Heimert, the president's special aide on South African affairs, believes that the recently implemented internship program, which would send Harvard students to South African educational institutions, is a logical extension of the university's philosophy of unencumbered scholarship to that nation. For the past five years, the Cabot Professor of American Literature has headed Harvard's South African fellowhip program, which sponsors Black South African scholars at Harvard. In that postition he travels to South Africa several times a year and makes contacts with educators there.

So it seemed to make sense when a committee that is chaired by Vice President and General Counsel Daniel Steiner '54 and controls Harvard's $1 million South Africa aid fund, viewed Heimert as the expert on South African education and sent him there in November to publicize the internship program.

"Most of us don't have a clue about South Africa. We were depending on Professor Heimert for information," said committee member and Lecturer at the School of Public Health Richard A. Cash.

But Heimert's November journey became the center of controversy earlier this month when a report written and researched by the student divestment activist group, the Southern African Solidarity Committee (SASC), lambasted the educational institutions which responded to the professor's solicitation of organizations interested in interns. The report also charged that Heimert failed to meet with Black South African leaders while there.

Yet Heimert says he met with Blacks, but he disagrees with SASC on whom he should meet. Heimert says he consulted with Black educators informing them about the program, pointing to a meeting in Cape Town with Black professors and a meeting with members of the Soweto Parents Council, a community effort to educate Blacks in that segregated township. "I meet with educators," when involved in an educational project, not politicians, Heimerts argues.

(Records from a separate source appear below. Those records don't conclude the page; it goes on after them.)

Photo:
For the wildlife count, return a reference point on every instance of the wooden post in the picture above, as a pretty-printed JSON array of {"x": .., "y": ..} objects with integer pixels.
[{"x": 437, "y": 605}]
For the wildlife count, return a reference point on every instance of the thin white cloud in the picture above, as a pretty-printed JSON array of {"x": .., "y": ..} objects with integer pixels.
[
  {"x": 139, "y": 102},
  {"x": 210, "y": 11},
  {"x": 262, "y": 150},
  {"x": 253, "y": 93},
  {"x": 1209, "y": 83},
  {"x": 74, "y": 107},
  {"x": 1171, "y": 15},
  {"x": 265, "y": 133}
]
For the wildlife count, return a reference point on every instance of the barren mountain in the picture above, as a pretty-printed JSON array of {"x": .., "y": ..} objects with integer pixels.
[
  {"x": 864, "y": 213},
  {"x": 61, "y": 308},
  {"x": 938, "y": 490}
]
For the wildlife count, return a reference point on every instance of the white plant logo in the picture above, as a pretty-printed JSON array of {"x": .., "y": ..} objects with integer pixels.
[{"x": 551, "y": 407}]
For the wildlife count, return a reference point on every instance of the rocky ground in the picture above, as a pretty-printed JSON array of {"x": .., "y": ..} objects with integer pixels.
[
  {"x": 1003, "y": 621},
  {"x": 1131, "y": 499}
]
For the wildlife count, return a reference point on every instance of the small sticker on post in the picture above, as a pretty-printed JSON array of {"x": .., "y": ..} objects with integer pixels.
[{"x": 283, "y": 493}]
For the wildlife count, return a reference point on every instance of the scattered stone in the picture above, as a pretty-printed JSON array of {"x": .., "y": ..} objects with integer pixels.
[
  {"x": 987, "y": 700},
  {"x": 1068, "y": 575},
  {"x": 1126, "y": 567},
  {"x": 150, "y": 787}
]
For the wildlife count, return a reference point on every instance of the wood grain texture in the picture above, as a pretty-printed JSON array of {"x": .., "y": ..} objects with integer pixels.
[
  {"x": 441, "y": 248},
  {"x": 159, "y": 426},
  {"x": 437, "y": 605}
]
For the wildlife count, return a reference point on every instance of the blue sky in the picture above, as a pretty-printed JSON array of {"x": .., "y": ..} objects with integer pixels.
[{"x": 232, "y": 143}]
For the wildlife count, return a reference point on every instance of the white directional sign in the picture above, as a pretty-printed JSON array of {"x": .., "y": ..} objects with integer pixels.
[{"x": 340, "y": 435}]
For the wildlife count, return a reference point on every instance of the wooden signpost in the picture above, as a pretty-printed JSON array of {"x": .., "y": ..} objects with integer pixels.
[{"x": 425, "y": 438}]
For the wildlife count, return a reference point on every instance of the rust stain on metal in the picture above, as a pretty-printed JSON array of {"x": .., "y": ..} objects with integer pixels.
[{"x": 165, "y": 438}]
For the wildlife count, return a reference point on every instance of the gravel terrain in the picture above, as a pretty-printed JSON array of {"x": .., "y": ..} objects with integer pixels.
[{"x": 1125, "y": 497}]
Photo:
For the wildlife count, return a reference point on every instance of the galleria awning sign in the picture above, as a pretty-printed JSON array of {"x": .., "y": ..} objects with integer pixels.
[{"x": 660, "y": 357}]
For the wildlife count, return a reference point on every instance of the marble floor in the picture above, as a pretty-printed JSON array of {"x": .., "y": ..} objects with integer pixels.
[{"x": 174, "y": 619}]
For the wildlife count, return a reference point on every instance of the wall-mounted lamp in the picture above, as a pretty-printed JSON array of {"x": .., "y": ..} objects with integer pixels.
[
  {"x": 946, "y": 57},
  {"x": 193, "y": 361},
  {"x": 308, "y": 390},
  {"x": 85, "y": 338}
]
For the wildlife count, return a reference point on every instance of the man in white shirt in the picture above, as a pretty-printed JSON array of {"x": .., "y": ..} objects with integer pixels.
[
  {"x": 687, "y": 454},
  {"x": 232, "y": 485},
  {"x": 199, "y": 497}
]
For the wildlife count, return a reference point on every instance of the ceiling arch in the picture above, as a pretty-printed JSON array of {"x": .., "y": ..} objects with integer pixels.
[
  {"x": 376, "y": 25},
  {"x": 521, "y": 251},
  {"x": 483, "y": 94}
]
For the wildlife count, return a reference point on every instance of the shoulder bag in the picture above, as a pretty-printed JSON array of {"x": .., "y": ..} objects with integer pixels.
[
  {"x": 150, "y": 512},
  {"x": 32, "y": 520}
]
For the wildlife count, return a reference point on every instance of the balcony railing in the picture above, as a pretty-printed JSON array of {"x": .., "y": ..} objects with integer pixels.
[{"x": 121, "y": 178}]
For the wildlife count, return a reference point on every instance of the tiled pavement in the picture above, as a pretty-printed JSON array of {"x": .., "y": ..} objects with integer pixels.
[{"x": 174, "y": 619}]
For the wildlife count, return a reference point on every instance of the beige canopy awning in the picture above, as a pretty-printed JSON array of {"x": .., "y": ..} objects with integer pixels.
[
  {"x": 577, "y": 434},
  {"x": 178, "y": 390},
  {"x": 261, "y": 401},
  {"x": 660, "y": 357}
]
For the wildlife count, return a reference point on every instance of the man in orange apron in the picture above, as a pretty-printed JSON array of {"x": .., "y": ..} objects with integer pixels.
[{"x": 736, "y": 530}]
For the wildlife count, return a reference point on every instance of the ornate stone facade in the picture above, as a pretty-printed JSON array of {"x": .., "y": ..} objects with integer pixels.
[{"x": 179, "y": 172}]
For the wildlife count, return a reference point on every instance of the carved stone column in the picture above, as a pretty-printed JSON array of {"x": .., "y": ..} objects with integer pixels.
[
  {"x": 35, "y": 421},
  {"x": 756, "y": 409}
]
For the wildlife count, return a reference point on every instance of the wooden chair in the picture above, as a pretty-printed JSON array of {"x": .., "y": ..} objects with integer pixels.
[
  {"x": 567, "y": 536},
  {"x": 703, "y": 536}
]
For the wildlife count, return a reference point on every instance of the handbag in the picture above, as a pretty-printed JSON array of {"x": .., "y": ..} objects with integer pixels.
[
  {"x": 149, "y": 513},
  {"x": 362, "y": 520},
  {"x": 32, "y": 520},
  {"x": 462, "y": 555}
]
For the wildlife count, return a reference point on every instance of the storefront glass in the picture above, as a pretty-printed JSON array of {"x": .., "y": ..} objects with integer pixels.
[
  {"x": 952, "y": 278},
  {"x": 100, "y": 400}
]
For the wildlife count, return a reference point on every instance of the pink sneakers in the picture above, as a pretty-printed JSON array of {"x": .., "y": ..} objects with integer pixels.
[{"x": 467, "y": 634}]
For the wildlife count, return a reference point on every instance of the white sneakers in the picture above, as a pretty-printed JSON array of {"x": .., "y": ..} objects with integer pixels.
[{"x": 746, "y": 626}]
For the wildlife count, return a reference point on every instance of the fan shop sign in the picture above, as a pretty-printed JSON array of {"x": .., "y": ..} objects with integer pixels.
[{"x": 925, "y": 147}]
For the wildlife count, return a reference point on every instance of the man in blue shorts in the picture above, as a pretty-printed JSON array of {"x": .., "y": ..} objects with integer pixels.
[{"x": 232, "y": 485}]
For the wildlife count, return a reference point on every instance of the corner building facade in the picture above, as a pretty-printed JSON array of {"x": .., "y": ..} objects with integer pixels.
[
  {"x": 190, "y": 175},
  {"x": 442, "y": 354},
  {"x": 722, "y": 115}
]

"I have very strong questions about seeking the blessing of political organization," Heimert says.

"Heimert unlike many other Americans tried to listen rather than prescribe to us what our political views should be," says James Moulder, director of Public Relations at the University of Cape Town of the master's trips to South Africa.

"It is enormously to Alan Heimert's credit that instead of being an imperial, colonial-minded American by interfering in our politics, he consulted with Black and white South Africans about what Harvard can do," says Moulder, who arranged Heimert's meetings in Cape Town.

Harvard officials view the involvement in South African education as an issue of protecting academic freedom, "It is a dangerous notion to say you are not going to have anything to do on an educational level with other countries," Steiner says.

One concern of several fellow committee members is that the internship program would divert funds from more worthy projects such as expanding the fellowship program. But Heimert, who currently is in South Africa on fellowship business, says anybody who argues that the fellowship program will loose funds "doesn't know a crock of shit."

Heimert avoids expressing his personal opinion on the internship program or or other issues such as divestment by only discussing the facts of his involvement. The professor says the SASC report misconstrued his journey as one planned around visits to only a few, set institutions. He says he merely distributed literature in the hopes South African educators would become aware of the program.

Indeed Heimert claims he didn't personally contact all of the organizations which sent their interested responses to the Office of Career Services (OCS). A list cataloging institutions interested in having Harvard interns that was made available to students at the OCS sparked the SASC report.

Ironically, Heimert has a gripe about SASC, and when he discusses the activists he becomes very adamant. He claims that members acted "unethically" in not identifying themselves when they called him for information about the program. And he says they illegally photocopied a report by a student who worked at a South African private school available in the Eliot House library. "I thought it was illegal to take reserve material out of library," Heimert says of the activists' actions.